A NEWPORT LANDSCAPE (The Artist’s Last Work)

Reproduced from the original painting through the courtesy of Frank L. Babbott, Esq.

Over those final days, I have not the heart to linger. In all ways, they were inexpressibly painful. In August of the following year, a growth in his throat made its appearance. Although it never caused him intense physical anguish until a few days before his death, when it seemed to have made its way to the brain, it caused him great discomfort. So long as hope remained that it was not malignant and might be removed, he felt and expressed an irritation which, under the precise circumstances, was only natural. But when, late in October, about the time of his sixtieth birthday, the specialist who was attending him pronounced it cancerous, his mood changed. Certain thoughts, certain memories, certain injustices of which he had felt himself the victim, would still move him to indignation when the recollection of them recurred, but he bore his physical trials with wonderful and unalterable patience. A Unitarian clergyman in the neighborhood began calling on him in the early winter and contributed much to his entertainment in some of my unavoidable absences. But, as Christmas was approaching, my husband asked me to request the Reverend Doctor Shields, now Professor of Psychology in the Catholic University at Washington, D. C., to pay him a visit. Said he: “L⸺ is a good fellow; he thinks just as I do about the tariff and the civil service, and he likes good books. But, what all that has to do with his profession, considered as a profession, I do not clearly see.” Therefore I preferred his request to Dr. Shields, who might reasonably have refused it, as he was not doing parish duty but employed in laboratory work at the Ecclesiastical Seminary in St. Paul. He came, nevertheless, a number of times, paying his last visit on the Saturday evening before Homer died. And then, before leaving, he said to me: “There is not the ghost of a hope that your husband will do just exactly what you wish him to do. And, for my part, I am content to leave him in the hands of God just as he is. He is absolutely honest. If he could take another step forward, he would do it.” And, on his part, Homer said to me, “Father Shields has the clearest mind of any man I ever met. I wish I had known him three years ago. But now my head is in such anguish that I can no longer keep three or four threads of argument in my mind at the same time.”
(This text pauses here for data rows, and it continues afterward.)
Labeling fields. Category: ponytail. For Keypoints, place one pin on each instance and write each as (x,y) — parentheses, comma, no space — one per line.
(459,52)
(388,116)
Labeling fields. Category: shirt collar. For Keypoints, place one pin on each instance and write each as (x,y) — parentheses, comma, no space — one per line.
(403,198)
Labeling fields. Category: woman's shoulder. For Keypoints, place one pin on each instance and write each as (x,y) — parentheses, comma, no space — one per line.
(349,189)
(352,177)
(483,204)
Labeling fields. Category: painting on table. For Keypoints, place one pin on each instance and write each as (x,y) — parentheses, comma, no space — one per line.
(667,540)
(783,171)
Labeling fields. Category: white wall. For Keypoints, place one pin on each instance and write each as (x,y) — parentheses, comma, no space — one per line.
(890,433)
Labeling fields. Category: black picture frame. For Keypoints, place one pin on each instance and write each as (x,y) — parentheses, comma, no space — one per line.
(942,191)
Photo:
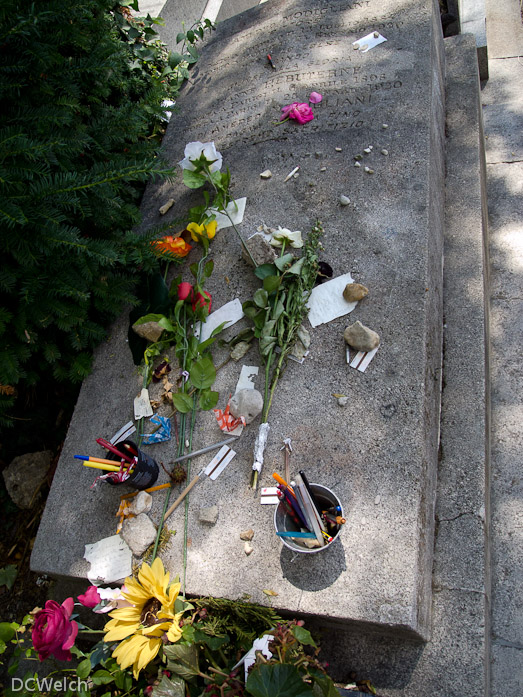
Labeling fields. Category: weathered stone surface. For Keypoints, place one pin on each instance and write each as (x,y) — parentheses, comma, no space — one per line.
(139,533)
(361,337)
(25,475)
(385,440)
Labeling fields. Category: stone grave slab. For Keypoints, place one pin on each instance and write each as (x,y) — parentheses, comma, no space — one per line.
(379,452)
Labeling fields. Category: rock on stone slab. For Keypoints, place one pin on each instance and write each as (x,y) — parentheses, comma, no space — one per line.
(354,292)
(24,476)
(148,330)
(261,250)
(208,515)
(142,503)
(247,403)
(361,337)
(139,533)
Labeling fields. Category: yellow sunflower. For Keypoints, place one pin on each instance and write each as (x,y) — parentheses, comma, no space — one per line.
(142,626)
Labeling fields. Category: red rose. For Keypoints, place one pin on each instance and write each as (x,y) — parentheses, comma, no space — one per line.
(90,598)
(54,633)
(185,291)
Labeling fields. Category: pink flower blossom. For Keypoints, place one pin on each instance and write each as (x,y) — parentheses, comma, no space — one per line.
(298,111)
(53,631)
(90,598)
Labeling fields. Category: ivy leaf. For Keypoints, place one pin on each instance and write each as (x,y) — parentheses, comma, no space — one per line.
(270,283)
(170,687)
(182,402)
(281,262)
(182,660)
(280,680)
(193,179)
(208,400)
(265,270)
(261,298)
(202,373)
(297,267)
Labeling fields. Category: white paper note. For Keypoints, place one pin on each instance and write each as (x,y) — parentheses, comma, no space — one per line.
(327,302)
(111,560)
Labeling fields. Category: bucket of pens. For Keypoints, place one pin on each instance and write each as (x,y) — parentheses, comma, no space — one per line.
(142,472)
(309,517)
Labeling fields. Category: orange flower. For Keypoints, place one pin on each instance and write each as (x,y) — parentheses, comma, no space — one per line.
(172,246)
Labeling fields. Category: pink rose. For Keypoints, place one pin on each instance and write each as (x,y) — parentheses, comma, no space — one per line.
(54,633)
(185,291)
(298,111)
(91,597)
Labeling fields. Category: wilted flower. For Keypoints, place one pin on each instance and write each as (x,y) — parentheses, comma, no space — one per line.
(299,111)
(197,151)
(172,246)
(292,238)
(54,632)
(205,230)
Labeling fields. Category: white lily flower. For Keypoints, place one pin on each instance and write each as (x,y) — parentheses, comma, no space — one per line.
(293,238)
(193,151)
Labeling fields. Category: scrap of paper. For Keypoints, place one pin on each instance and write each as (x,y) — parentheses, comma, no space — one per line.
(362,359)
(235,209)
(124,433)
(230,313)
(110,559)
(326,301)
(142,405)
(368,42)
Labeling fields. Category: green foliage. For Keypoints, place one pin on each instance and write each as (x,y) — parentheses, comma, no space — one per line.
(81,92)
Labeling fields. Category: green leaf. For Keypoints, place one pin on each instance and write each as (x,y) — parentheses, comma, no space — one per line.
(8,575)
(208,400)
(271,283)
(302,635)
(84,668)
(265,270)
(182,660)
(182,402)
(202,373)
(6,631)
(261,298)
(280,680)
(102,677)
(208,269)
(297,267)
(192,179)
(170,687)
(281,262)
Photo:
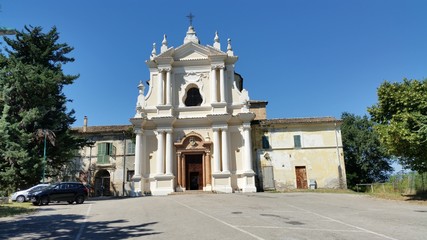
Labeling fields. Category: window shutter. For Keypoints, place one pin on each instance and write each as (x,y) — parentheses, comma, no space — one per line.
(297,141)
(265,143)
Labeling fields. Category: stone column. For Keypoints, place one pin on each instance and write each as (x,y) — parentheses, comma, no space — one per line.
(143,154)
(169,152)
(248,147)
(225,151)
(216,151)
(183,181)
(178,160)
(160,88)
(138,153)
(204,169)
(214,90)
(168,88)
(160,152)
(222,84)
(208,168)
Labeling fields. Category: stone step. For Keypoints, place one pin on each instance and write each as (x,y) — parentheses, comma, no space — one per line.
(192,192)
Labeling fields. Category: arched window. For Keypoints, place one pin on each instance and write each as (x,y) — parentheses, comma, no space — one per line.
(193,97)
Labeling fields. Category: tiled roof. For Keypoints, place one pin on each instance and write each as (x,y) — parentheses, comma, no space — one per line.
(301,120)
(103,129)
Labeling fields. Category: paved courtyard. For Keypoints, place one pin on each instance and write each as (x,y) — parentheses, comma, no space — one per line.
(224,216)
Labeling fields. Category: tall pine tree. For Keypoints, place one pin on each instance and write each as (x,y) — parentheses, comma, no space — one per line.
(32,98)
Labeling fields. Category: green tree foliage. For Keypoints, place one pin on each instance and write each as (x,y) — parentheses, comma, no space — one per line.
(401,114)
(366,161)
(31,98)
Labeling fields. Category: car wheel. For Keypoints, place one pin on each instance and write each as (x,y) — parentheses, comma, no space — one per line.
(44,201)
(80,199)
(20,198)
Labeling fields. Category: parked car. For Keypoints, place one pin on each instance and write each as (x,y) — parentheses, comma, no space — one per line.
(22,196)
(65,191)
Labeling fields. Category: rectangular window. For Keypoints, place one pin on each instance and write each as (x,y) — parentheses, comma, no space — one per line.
(265,142)
(130,147)
(130,174)
(105,151)
(297,141)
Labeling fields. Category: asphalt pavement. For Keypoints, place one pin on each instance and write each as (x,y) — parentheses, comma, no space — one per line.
(224,216)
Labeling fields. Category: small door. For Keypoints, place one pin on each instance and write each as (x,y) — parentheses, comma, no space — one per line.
(194,169)
(102,183)
(194,180)
(268,177)
(301,175)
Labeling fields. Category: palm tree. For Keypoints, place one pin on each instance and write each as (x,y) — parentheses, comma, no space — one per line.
(43,135)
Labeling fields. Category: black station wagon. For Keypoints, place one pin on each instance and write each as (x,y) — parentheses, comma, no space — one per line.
(65,191)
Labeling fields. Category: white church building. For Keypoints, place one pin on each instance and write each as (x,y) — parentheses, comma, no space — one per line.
(193,131)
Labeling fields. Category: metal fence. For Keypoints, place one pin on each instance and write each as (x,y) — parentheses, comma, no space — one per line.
(403,183)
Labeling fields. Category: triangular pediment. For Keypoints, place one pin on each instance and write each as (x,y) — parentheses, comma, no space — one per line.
(194,51)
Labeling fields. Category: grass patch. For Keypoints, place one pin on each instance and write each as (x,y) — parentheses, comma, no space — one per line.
(318,190)
(12,209)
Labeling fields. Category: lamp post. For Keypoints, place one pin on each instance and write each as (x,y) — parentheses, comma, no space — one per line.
(44,156)
(90,143)
(45,134)
(124,163)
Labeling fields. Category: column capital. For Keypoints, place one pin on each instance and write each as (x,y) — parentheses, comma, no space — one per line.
(164,69)
(138,130)
(217,66)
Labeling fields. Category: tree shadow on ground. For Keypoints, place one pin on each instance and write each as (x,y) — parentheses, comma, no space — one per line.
(420,196)
(71,226)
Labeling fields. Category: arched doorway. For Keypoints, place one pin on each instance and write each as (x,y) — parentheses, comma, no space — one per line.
(194,171)
(102,183)
(193,163)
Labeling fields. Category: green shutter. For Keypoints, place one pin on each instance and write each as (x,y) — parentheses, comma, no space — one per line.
(297,141)
(103,157)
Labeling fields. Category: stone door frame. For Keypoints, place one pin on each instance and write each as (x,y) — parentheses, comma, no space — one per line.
(193,144)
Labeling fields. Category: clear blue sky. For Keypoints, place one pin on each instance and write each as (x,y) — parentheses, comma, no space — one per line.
(307,58)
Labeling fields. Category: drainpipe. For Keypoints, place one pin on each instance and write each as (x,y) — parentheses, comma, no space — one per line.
(85,124)
(338,157)
(124,164)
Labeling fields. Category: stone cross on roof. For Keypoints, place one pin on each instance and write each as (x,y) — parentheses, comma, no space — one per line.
(190,17)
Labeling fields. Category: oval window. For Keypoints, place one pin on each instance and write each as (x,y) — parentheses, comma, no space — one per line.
(193,98)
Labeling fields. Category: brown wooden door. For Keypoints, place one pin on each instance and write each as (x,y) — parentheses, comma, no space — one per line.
(194,173)
(301,175)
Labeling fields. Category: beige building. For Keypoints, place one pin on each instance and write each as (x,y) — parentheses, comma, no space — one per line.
(299,153)
(195,128)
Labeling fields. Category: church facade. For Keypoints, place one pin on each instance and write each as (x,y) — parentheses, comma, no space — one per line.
(194,130)
(193,126)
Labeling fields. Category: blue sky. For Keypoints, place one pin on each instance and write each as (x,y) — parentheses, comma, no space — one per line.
(307,58)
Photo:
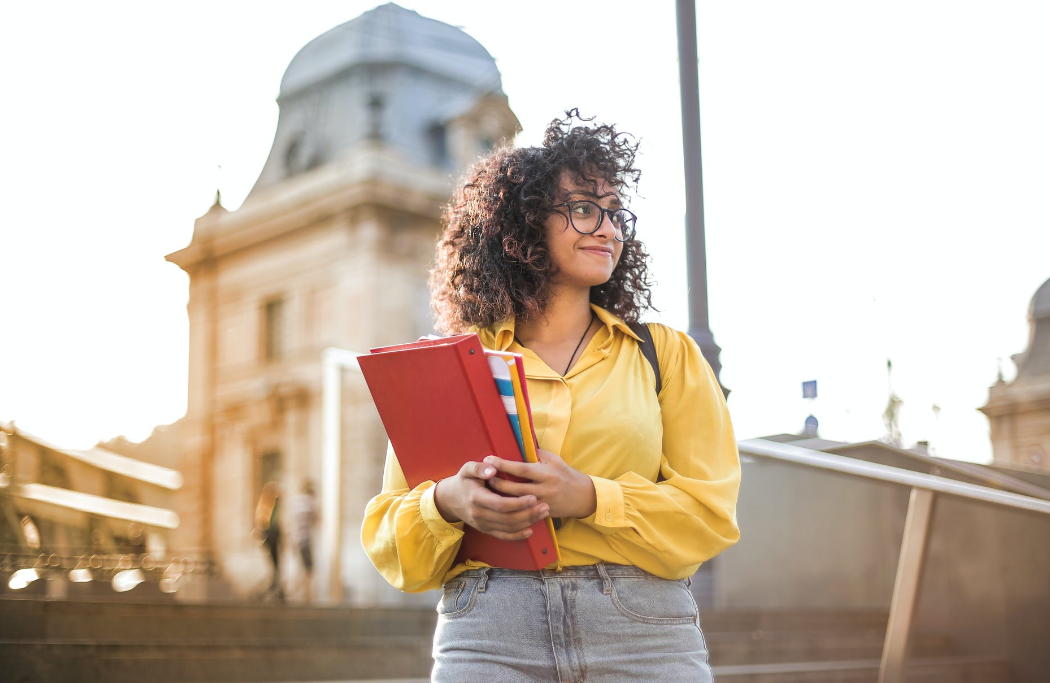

One day in Honfleur, Homer broke a protracted silence by saying, “I hope that I shall die before you do.” To which I answered, “I hope so too.” “You think that you could get along better without me than I could without you?” he asked, and I said, “I know I could.” And now, two days before he died, he said, “I am glad that I am going first”; adding a few more words which it pleases me to remember, but which I shall not repeat. And again I told him that I was glad also. Later still, he asked me what I meant to do when he was gone, and when I said I hoped to enter a convent, he replied, “That is just what I supposed. Well, it is a beautiful life.”